In an earlier post we discussed the fact that musicians can express the pitch difference between two notes in terms of how many half-steps apart the two notes are. We commonly use the term “distance” when in reality we mean “difference in pitch.” For example, we might say that the distance between C# and D# is two half-steps, or a whole step.
The “distances,” or pitch differences between notes are also known as “intervals.” We have names for all the intervals, and learning the names of all the intervals from a half-step on up to an octave (12 half-steps) will become very useful to us for the purposes of ear-training, as well as to help us understand how chords are named.
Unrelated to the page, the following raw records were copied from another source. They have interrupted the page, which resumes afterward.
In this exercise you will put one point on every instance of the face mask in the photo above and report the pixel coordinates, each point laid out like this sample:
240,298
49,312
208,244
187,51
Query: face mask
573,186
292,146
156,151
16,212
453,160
Especially the more complicated chords.
Here is a list of the first thirteen intervals including the distance in terms of half-steps, the interval name and the interval abbreviation:
- 0 half-steps – “perfect unison” (P1)
- 1 half-step – “minor second” (m2)
- 2 half-steps – “major second” (M2)
- 3 half-steps – “minor third” (m3)
- 4 half-steps – “major third” (M3)
- 5 half steps – “perfect fourth” (P4)
- 6 half-steps – “augmented fourth” (A4) OR “diminished fifth” (d5)
- 7 half-steps – “perfect fifth” (P5)
- 8 half-steps – “minor sixth” (m6)
- 9 half-steps – “major sixth” (M6)
- 10 half-steps – “minor seventh” (m7)
- 11 half-steps – “major seventh” (M7)
- 12 half-steps – “perfect octave” (P8)
I know this seems like a lot of information. Memorizing these will be extremely helpful when it comes time to do some serious ear-training. It is really worth the effort to do so. What’s more, the interval naming system has a close relationship to our system of naming harmony. So, knowing these names will help you understand chords and their names. Try memorizing one interval every time you practice, or one per week. Whatever works for you.